First of all, change of religion is a fundamental right but Islamic authorities do not accept a Muslim’s right to convert to another faith, though the laws of the country are silent on the point. Non-Muslims sometimes demand a bar to any conversion, something no legal authority or human rights activist will agree to.
However, non-Muslims are on solid ground when they protest against organisations and groups of professional proselytisers who apparently make a living by inducing, if not forcing, non-Muslim Pakistanis to convert and who enjoy support in the majority community, in the police force and even in the judiciary (at least its subordinate part).
The proselytisers and matchmakers are facilitated in their task by a social environment in which a non-Muslim can be persuaded to escape from all-round discrimination and move from the ranks of second-class citizens into a privileged community by changing his religion. To make matters worse, the non-Muslims have to read reports of the exploits of a family that boasts of three or four daughters-in-law who have been converted from Hinduism or the plight of a Hindu family that has lost three girls in a row.
The complaint of foul play acquires additional strength when a non-Muslim woman is abducted and the state machinery shows little interest in recovering her until her marriage to a Muslim has been consummated. At that point another factor begins to worry these women. Some of them may be genuinely apprehensive of being killed by their families if restored to them and some others might consider themselves too impure to rejoin their parents. Further, the problems in registration of cross-faith marriages force parties to such unions to prefer secret compacts to open contracts.
This environment prevents most non-Muslim Pakistanis to accept the possibility that one of their girls could voluntarily and of her free will opt for cross-faith matrimony. They do not want to follow the majority community’s practice of accepting a Muslim woman’s decision to take a non-Muslim as her spouse if he becomes a Muslim in name only.

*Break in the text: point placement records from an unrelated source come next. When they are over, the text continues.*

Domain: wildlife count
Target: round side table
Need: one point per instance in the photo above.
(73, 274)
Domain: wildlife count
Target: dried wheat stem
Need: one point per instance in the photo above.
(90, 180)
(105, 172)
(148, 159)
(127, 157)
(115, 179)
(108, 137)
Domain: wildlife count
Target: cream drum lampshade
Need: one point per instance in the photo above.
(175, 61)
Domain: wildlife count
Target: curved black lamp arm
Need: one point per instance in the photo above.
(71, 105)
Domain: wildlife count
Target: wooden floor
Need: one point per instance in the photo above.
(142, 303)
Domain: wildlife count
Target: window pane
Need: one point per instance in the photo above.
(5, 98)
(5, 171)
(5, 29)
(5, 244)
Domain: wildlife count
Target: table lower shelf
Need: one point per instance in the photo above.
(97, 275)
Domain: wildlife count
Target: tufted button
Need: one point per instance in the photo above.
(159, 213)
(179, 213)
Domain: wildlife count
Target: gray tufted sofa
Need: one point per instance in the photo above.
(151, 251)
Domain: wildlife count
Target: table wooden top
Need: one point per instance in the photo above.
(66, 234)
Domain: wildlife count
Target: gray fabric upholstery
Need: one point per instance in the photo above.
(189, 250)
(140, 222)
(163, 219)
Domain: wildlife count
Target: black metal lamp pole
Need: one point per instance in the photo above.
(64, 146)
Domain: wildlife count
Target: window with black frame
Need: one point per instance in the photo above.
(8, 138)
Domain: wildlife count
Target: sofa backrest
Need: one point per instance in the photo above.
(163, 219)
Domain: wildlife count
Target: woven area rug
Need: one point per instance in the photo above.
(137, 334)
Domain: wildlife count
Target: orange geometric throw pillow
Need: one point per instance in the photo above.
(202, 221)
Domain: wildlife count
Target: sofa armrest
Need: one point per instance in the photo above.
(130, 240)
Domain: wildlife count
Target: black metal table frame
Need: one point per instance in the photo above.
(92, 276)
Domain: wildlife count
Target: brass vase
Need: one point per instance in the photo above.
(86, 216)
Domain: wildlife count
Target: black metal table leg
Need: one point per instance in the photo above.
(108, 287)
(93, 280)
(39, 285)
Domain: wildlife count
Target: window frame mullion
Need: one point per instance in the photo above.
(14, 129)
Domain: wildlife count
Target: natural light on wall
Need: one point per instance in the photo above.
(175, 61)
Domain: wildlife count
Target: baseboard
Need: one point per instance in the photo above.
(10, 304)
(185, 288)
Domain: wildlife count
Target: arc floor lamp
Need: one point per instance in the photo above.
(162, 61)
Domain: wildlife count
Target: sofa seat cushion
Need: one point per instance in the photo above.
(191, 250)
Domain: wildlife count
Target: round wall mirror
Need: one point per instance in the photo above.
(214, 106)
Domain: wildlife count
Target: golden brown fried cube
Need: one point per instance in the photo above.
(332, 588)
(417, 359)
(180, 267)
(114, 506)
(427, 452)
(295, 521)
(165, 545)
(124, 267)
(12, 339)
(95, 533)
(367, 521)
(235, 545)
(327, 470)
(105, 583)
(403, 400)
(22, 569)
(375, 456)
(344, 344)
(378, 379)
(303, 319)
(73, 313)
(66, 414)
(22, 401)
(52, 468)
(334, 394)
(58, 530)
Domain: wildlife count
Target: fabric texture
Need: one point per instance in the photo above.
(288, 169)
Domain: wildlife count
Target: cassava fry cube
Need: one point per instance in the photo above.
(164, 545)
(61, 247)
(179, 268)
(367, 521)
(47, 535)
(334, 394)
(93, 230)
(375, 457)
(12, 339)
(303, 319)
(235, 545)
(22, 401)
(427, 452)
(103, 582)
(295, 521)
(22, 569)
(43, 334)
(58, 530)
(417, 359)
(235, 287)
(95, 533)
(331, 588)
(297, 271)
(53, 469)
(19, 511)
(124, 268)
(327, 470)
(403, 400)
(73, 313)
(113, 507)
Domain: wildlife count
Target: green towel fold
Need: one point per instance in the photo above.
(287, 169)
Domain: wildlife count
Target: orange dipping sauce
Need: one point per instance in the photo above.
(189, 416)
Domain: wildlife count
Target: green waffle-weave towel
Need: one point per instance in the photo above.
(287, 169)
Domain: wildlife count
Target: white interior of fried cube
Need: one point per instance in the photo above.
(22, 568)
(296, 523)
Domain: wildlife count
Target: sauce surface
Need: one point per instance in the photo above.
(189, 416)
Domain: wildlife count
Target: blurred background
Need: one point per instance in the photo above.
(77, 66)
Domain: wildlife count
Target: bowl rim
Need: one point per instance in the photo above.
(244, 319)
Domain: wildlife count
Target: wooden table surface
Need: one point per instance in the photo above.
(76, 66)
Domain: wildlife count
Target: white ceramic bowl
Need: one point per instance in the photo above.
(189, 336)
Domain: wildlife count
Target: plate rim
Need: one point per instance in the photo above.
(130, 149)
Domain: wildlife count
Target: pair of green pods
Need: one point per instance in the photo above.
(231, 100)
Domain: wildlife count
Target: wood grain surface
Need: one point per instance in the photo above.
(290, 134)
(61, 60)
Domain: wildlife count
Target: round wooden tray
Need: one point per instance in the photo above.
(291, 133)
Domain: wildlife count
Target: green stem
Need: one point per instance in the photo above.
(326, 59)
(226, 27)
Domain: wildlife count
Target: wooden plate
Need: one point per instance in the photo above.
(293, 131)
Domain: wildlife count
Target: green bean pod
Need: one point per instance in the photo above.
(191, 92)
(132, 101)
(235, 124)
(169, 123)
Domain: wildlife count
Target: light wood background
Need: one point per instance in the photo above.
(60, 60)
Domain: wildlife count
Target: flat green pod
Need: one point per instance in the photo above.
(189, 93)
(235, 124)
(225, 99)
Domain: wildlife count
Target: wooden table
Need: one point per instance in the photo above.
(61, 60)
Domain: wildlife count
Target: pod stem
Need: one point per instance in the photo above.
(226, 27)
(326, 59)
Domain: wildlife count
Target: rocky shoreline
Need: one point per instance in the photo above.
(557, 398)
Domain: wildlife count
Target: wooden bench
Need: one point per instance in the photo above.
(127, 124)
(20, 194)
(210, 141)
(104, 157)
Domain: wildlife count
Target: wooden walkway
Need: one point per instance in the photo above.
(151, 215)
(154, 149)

Thus, the real issues are, firstly, the growth of discrimination against non-Muslim citizens, especially their womenfolk, that makes them vulnerable to force and susceptible to temptation and make-believe about escape from misery and, secondly, the rise of intolerance and hypocrisy in the ranks of the majority community. These matters cannot be resolved so long as the state allows itself to remain hostage to orthodox forces.
Quite obviously, Pakistan’s accession to a sane and tolerant society in which all its sons and daughters are equal before the law and by social standards is going to be a long haul. The process may be started with action against organised abduction-conversion marriage rackets, offering guarantees of prompt and effective police action on complaints of abduction, and firm assurances of even-handed treatment by the courts of all parties regardless of belief, gender or social status.
All this is necessary to stop the loss of talent and skills that a spurt in non-Muslim migration to foreign lands is causing and to prevent the majority community from degenerating into a horde of morons capable of neither reason nor compassion. Above all, the distress caused to a minority community must be accepted as a serious national calamity.